China successfully destroying a satellite has jolted the space weaponry world. Has another ’star wars’ race begun? Should the world’s commercial satellite business not feel threatened by such overtures! What does this test mean to US supremacy in space weapons and has the world order changed.
Despite the futuristic aura, that surrounds the space and space technology, the strategic military balance has, since the advent of ballistic missiles in the late 1950’s, centered on space technology. The latest test comes amid increasing fears within Washington over latent hostile nations and terrorist groups acquiring such technology to destroy crucial US space systems on which the country - and particularly its military - heavily depends. It will inexorably stoke fears in Washington of a potentially dangerous new arms race in space. In the first such test since the cold war era, the White House confirmed that China had used a medium-range ballistic missile, launched from the ground, to destroy an ageing weather satellite more than 500 miles into space.

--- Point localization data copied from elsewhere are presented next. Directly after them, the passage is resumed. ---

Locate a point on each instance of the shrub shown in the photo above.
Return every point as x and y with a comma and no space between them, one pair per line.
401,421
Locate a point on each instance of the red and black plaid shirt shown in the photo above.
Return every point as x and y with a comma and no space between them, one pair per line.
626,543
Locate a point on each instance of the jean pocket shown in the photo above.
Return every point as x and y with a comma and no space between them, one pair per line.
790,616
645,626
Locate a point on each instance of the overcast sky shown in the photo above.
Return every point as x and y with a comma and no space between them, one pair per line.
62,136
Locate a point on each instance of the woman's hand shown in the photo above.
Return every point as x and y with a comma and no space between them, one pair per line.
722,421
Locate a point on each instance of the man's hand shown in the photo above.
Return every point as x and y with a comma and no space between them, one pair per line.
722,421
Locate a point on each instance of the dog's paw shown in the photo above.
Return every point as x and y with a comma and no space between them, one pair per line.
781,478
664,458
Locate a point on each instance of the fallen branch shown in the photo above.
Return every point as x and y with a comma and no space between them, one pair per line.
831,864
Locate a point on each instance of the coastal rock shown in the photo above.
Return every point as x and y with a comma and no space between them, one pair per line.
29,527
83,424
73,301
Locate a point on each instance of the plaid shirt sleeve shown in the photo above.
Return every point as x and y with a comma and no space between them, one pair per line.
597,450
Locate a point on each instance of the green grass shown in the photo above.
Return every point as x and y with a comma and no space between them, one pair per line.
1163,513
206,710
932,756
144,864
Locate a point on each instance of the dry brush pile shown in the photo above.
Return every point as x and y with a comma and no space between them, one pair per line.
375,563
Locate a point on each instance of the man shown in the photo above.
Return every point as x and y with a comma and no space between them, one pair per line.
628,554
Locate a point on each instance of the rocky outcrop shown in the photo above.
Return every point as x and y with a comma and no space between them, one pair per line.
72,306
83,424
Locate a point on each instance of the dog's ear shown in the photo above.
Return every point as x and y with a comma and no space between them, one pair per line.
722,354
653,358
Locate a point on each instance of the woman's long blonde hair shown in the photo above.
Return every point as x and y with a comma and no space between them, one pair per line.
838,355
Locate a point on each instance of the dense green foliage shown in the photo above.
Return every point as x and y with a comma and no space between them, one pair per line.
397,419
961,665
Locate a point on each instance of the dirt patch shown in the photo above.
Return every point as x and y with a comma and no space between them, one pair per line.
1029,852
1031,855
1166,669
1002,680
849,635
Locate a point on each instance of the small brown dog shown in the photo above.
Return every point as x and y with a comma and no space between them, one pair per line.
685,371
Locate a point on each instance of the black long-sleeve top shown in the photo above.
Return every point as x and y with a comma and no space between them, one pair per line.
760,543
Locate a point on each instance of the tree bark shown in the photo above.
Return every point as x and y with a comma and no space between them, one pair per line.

Today the world is at the edge of perhaps the most far-reaching military threshold since the beginning of the atomic age. Today as then, a technological breakthrough both threatens unmatched destruction and provides the break to create a fundamentally more secure international order. Space weapons have already destabilized the nuclear arms race and may fatally upset the strategic balance. Yet a ban on space weapons would literally put a ceiling on arms race and block a costly and destabilizing new arms competition. Perhaps more importantly, it would preserve the incomparable vantage points of space for monitoring policy and joint scientific enterprises of a planetary security system.
However, history and logic suggests that technical innovations will broaden and intensify, not end, the arms race.
For years, the American military has spoken in hints and whispers, if at all, about its plans to develop weapons in space. However, the question arises, what positive and constructive role can the United States play in controlling the weaponization of space? Will leadership come from the United States or from the international community broadly?
These related questions become prominent as other countries make increasing investments in space both for military and commercial purposes. But at stake is the commercial use of space that is already an inseparable part of our daily lives. These developments by the Chinese government creates a situation where communication and commerce worldwide will suffer a jolt eventually with the thousand pieces of space debris blown in different directions with a single shoot. Just as space debris can “passively” destroy operational satellites, so it can also be launched into space and used as a ‘Satellite Killer’. This threat alone would be justification for the international community to take a stronger role in arms control in space.